A new, improved model for predicting the weather could help prepare for severe storms, aid power restoration efforts, and save customers money, the state’s transmission utility announced on Wednesday.

Vermont Electric Power Co. (VELCO) is building a Vermont Weather Analytics Center, a high-resolution forecast tool that aims to provide accurate, localized weather predictions. The two-year project will cost $16.6 million.
The project aims to predict weather up to two days in advance of storms, better manage the electric grid by predicting solar and wind energy generation, and perhaps boost tourism through better weather planning.
The tool could save electric ratepayers money by preparing utilities for power outages caused by ice and wind, for example, and help locate renewable energy generators in areas where resources are available to generate the most electricity, utility officials said.
Sue Minter, deputy secretary of the Vermont Agency of Transportation, said the tool will allow the state better prepare for extreme weather events by better distributing resources to areas that need them most.
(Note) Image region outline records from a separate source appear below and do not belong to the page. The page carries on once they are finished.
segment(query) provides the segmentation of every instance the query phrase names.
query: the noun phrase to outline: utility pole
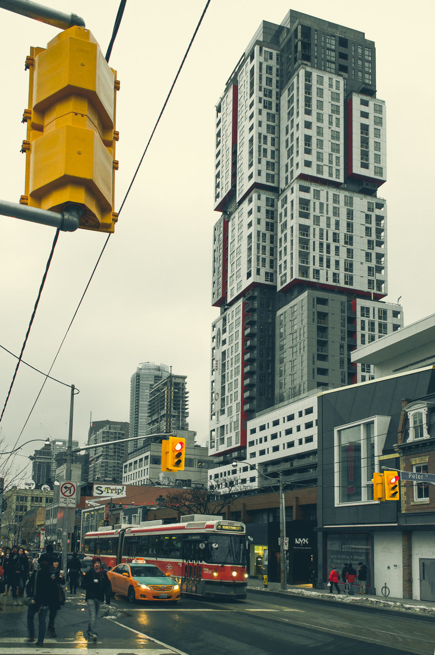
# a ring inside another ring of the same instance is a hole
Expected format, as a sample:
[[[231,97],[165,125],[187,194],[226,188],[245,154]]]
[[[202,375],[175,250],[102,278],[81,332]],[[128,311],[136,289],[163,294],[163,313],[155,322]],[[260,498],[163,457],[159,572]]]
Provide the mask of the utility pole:
[[[68,443],[66,447],[66,464],[65,466],[65,481],[71,482],[71,469],[72,462],[73,451],[73,418],[74,415],[74,390],[75,387],[71,385],[71,398],[69,401],[69,428],[68,430]],[[60,494],[60,490],[59,491]],[[77,490],[76,490],[77,493]],[[75,497],[74,498],[75,501]],[[59,498],[60,500],[60,498]],[[74,502],[75,506],[75,502]],[[68,530],[69,527],[69,507],[64,508],[64,523],[62,526],[62,570],[65,571],[66,576],[67,565],[68,562]]]

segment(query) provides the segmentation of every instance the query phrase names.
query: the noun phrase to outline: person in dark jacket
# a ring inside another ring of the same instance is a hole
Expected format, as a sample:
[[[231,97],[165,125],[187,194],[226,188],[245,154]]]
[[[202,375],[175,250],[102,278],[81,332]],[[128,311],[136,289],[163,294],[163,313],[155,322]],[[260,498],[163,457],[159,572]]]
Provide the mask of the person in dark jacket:
[[[10,548],[9,546],[7,546],[5,548],[5,553],[0,561],[0,564],[1,564],[4,571],[3,578],[5,580],[5,591],[3,591],[3,595],[7,596],[10,587],[10,583],[8,581],[9,565],[10,564]]]
[[[13,555],[9,567],[10,586],[12,587],[12,597],[14,605],[22,605],[22,597],[24,595],[26,582],[29,577],[29,560],[24,554],[24,549],[20,546],[15,555]],[[18,590],[18,599],[17,601],[16,590]]]
[[[57,584],[53,584],[48,562],[43,561],[39,571],[35,571],[33,588],[33,599],[28,609],[27,622],[29,637],[28,641],[35,641],[35,615],[38,614],[38,641],[37,646],[43,646],[45,636],[47,615],[50,605],[59,597]],[[31,595],[31,593],[30,595]]]
[[[77,593],[77,583],[81,570],[81,563],[77,553],[73,553],[73,556],[68,563],[68,576],[69,576],[69,593]]]
[[[345,564],[344,567],[341,569],[341,580],[343,582],[346,582],[346,576],[347,575],[347,572],[349,570],[349,564]]]
[[[60,591],[65,585],[65,575],[64,571],[59,568],[59,562],[54,559],[50,567],[50,584],[54,588],[51,601],[48,603],[50,614],[48,616],[48,627],[47,628],[52,637],[57,637],[54,628],[54,619],[58,611],[60,609]]]
[[[96,632],[98,610],[104,601],[107,605],[109,604],[111,594],[110,580],[107,578],[107,574],[102,569],[100,557],[94,557],[92,559],[92,566],[85,575],[83,586],[86,589],[85,599],[89,610],[88,638],[96,641],[98,639]]]
[[[330,573],[330,577],[328,578],[329,582],[331,583],[331,586],[330,587],[330,593],[333,593],[333,586],[335,585],[335,589],[337,590],[337,593],[340,593],[340,588],[338,586],[338,569],[337,567],[333,567],[332,571]]]
[[[367,567],[362,562],[358,563],[358,579],[360,582],[360,591],[358,593],[366,593],[366,584],[367,582]]]
[[[349,563],[349,567],[347,569],[347,573],[346,574],[346,582],[349,583],[349,595],[353,596],[353,584],[356,580],[356,571],[352,566],[352,564]]]

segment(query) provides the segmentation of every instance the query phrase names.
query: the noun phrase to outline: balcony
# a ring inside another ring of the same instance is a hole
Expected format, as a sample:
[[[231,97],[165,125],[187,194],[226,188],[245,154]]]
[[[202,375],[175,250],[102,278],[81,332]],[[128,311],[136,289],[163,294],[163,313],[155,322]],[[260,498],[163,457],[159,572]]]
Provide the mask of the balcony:
[[[257,359],[257,356],[256,356],[255,350],[246,350],[245,352],[245,354],[244,354],[244,361],[245,362],[250,362],[250,361],[252,361],[252,360],[256,360],[256,359]]]
[[[255,365],[255,362],[254,361],[250,362],[247,366],[243,369],[243,372],[245,375],[254,375],[257,373],[257,366]],[[248,384],[249,382],[248,381],[245,381],[245,385]]]
[[[247,341],[245,341],[244,347],[246,350],[249,350],[251,348],[257,347],[257,339],[248,339]]]

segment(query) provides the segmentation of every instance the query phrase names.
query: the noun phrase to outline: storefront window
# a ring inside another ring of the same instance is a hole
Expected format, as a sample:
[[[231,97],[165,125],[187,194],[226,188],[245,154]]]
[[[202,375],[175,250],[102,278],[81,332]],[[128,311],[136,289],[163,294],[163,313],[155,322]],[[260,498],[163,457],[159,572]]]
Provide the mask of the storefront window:
[[[357,571],[358,563],[362,562],[367,567],[367,586],[369,587],[371,584],[372,570],[369,534],[367,533],[328,534],[326,540],[326,579],[333,567],[336,567],[339,572],[341,582],[343,582],[341,580],[341,571],[345,564],[352,564]]]

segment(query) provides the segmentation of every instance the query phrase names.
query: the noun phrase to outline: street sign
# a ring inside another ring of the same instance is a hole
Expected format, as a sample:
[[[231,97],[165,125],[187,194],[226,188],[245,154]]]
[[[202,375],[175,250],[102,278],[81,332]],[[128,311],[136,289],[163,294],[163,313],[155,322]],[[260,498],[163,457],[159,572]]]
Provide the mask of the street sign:
[[[413,482],[434,482],[434,473],[410,473],[407,471],[400,471],[401,480],[412,480]]]
[[[62,482],[59,491],[60,507],[75,507],[75,482]]]

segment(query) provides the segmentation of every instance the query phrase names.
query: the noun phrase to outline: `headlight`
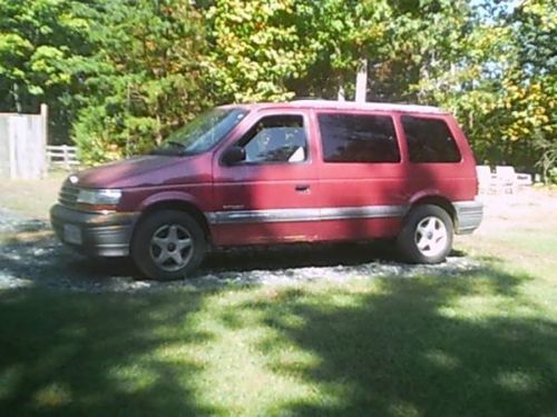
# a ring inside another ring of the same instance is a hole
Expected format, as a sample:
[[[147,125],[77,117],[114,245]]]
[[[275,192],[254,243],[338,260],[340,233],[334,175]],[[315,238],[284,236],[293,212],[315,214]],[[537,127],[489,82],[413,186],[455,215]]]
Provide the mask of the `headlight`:
[[[90,206],[116,206],[121,198],[121,190],[88,190],[80,189],[77,202]]]

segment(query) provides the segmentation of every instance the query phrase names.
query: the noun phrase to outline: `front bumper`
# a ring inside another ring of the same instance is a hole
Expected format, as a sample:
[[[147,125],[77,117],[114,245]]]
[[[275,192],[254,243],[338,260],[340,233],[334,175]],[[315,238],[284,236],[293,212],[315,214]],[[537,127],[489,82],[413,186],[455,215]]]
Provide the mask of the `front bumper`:
[[[139,214],[91,214],[55,205],[50,222],[66,245],[90,256],[121,257],[129,255],[129,242]]]
[[[457,235],[469,235],[480,226],[483,218],[483,203],[481,201],[458,201],[453,206],[457,215]]]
“If we have the capability in the future to know what’s coming where and when with greater degree of certainty and assurance, we can pre-deploy more of our assets to the area of impact,” she said. “We don’t do that now.”
Minter, who was the state’s chief Irene recovery officer following the 2011 storm, said the new tool could help the state respond more quickly and effectively to weather damage, and at a lower cost.
Tom Dunn, president and CEO of VELCO, said the utility world has changed due to the increased frequency of severe storms.
In 2013 alone, he said, Green Mountain Power and Vermont Electric Cooperative together paid $22 million responding to storms. During Tropical Storm Irene in 2011, VELCO had one-half mile of transmission lines wash away, he said.
He also said Vermont is now generating more renewable energy, but the grid operator, ISO New England, cannot view or predict the amount of renewable energy Vermont will generate on an hourly basis.

Mary Powell, the CEO of Green Mountain Power, the state largest electric utility, said the company sees huge benefits to reduce the cost of restoring power and keeping people safe by anticipating severe weather.
“But we also really see this accelerating the cost-effective adoption of a much more distributed renewable generation system in the future,” she said.
Gov. Peter Shumlin said the public-private partnership will make Vermont a “safer, stronger, greener energy state.” He also said the tools will help tourism because skiers can plan trips based on snowfall as ski mountains and other weather conditions.
The project builds on top of IBM’s Deep Thunder weather model. The weather model combines public satellite predictions with local data collected from sensors to provide a more granular weather forecasts. As more data is collected, it will become more powerful to predict local weather, Powell said.
She said the model is already being used. She said the Deep Thunder model predicted flooding in New York 48 hours in advance of Hurricane Sandy in 2012.
“What none of the [other] models took into account, and this one did, was what happens to the weather when it hits the density of that amount of concrete. So it was really what happens to weather as it moves and hits different ecosystems,” she said.
Eighty percent of the Analytics Center’s cost is being shared by New England electric customers because it will increase the reliability of the region’s electric grid, Dunn said. He said VELCO will pay for 20 percent of the project incrementally.